Let’s talk about libraries and digital humanities and publishing
Last month Shannon Mattern tweeted about academics and the politics of publishing venues:
I sometimes wish we academics gave a bit more thought to whether the politics of our publishing *venues* match the politics we're arguing for. Like, why write about radical politics/decolonization/the_commons/whatever for journals that charge readers $150 for a 30-day rental?
— Shannon Mattern (@shannonmattern) March 2, 2018
It got a lot of attention, partly because it revived the debate over who is to blame for the mess that is scholarly publishing these days.
That tweet is on my mind now because of a new publication that’s making the rounds: Digital Humanities, Libraries, and Partnerships: A Critical Examination of Labor, Networks, and Community. Sounds great, right? An edited volume on DH and libraries and labor! But then I click through and see the big for-profit publisher that gets scholarly communications librarians all riled up (you know who I’m talking about).

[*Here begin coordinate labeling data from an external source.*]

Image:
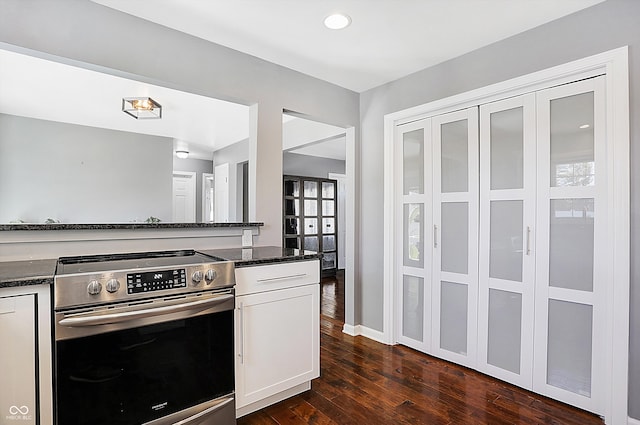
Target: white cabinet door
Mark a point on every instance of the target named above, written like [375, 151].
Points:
[572, 238]
[455, 236]
[507, 254]
[277, 341]
[18, 367]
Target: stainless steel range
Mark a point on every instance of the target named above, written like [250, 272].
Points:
[144, 338]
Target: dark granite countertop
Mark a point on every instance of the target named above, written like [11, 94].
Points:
[262, 255]
[36, 272]
[28, 272]
[121, 226]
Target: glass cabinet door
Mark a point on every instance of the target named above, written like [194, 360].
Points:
[455, 236]
[507, 262]
[572, 233]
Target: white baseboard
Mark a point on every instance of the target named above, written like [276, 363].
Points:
[359, 330]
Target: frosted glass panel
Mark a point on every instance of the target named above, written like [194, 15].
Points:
[310, 207]
[311, 226]
[292, 188]
[329, 243]
[507, 149]
[412, 307]
[328, 225]
[572, 141]
[310, 189]
[292, 226]
[291, 207]
[505, 324]
[328, 208]
[571, 244]
[328, 190]
[413, 240]
[569, 346]
[505, 261]
[311, 243]
[454, 147]
[454, 238]
[453, 317]
[413, 161]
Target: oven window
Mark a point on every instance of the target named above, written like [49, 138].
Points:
[137, 375]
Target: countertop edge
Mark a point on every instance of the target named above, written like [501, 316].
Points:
[121, 226]
[47, 267]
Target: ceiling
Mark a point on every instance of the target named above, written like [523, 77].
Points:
[387, 40]
[38, 88]
[384, 42]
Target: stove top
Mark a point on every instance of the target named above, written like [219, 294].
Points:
[131, 261]
[115, 278]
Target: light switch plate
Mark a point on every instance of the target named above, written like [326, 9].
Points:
[247, 238]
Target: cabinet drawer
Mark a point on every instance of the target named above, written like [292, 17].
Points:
[250, 280]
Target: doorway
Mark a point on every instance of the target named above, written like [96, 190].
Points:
[184, 197]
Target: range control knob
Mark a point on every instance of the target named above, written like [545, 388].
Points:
[113, 285]
[210, 275]
[94, 287]
[197, 277]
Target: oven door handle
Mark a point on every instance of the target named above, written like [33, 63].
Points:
[83, 319]
[205, 412]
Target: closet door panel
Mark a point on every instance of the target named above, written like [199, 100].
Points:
[413, 208]
[506, 261]
[572, 239]
[455, 236]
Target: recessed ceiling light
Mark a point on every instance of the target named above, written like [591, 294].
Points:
[337, 21]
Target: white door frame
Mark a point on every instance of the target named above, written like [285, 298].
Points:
[205, 177]
[192, 183]
[341, 220]
[613, 64]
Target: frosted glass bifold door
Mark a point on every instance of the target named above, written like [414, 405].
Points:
[437, 273]
[572, 241]
[507, 219]
[502, 241]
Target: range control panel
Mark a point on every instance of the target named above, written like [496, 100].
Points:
[156, 281]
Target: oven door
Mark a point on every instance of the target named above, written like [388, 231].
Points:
[163, 362]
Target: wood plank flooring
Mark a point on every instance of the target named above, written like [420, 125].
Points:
[363, 382]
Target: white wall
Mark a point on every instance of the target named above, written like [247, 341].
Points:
[79, 174]
[198, 166]
[84, 31]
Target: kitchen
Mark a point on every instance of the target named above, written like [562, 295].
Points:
[270, 89]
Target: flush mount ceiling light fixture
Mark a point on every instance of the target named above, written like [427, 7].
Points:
[141, 108]
[337, 21]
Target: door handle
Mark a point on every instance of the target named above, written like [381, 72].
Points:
[435, 235]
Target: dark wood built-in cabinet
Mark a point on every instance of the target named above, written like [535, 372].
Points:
[310, 218]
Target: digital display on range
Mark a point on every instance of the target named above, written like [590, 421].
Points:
[156, 281]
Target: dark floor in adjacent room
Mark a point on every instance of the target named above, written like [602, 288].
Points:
[363, 382]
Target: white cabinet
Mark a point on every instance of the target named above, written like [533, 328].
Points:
[25, 355]
[277, 332]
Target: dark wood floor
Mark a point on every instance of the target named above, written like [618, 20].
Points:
[363, 382]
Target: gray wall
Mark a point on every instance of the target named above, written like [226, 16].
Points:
[93, 34]
[79, 174]
[310, 166]
[603, 27]
[200, 167]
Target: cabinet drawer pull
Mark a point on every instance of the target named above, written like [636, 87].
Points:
[275, 279]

It troubles me to see what I consider to be good work distributed in this way. I am well aware of the problems with blaming individuals for participating in a scholarly publishing system when they are faced with the pressures of promotion and tenure committees that may return greater rewards for certain types of publications. But I also think there needs to be some personal accountability for our actions. I don’t want to make this a purity test, I understand that circumstances are out of our control and that sometimes we’re good on one front and terrible on another. I am a socially conscious person, but I go to Starbucks because it is convenient and kid-friendly. I wish I didn’t. But I am aware of the hypocrisy in that behavior.
So rather than scolding individual contributors, I want to think about why this happens, what the implications are, and how we move away from this sort of publishing activity in the future.
First, let me describe this particular situation. It’s an edited volume, and there are green OA chapters for the contributions. Shouldn’t this satisfy my need for open access? Well, no. If anything, the fact that these chapters are readily available makes me question even more the value of the published version for this particular field. Who is going to buy these expensive, hardcover, very-academic-looking books? Libraries. Not individual librarians looking to improve their practice.
As a comparison, Library Juice Press just released an edited volume, for which OA versions of chapters are also available. I have begun reading the OA versions and I ordered the full book, as I know that this is something I will want to keep on my shelf (and, it’s less than $40). It is also an independent publisher that I am glad to support.
So while I’m pleased that we can all read these contributions, and that I don’t personally come up against a paywall when looking for work on DH librarianship and labor, it troubles me that all of these wonderful authors and editors are supporting a system that is not only detrimental to our library budgets but also contradicts what I consider to be a core assumption of the digital humanities. How can you emphasize the importance of building projects on open source software, but then write up the experience and publish it with one of the most-maligned corporate publishers out there? What value is added (to the work, to the discipline) by doing this?
I’ve been involved with a project that centers the idea of digital humanities librarians as a community of practice, and we have tried to carve out a space for scholarly conversations outside of the traditional scholarly publishing system. Many of the individuals in that edited volume overlap with this community, and I am not trying to point fingers. But I do think we need to talk about this, because I am disheartened to see the legitimation of DH in libraries take shape in this way. Once upon a time, I thought a key piece of digital humanities work was experimentation with new forms of scholarly communication, to break out of the trappings of P&T and to realign scholarly prestige with the open exchange of knowledge. I would have expected librarians to lead the way in this, and instead I’m seeing more and more DH and libraries publications just building up the exploitative system that we should be trying to dismantle.
Perhaps the experimental publication idea is not enough. Perhaps it’s time for a peer-reviewed, open access journal dedicated to digital humanities and libraries. Any takers?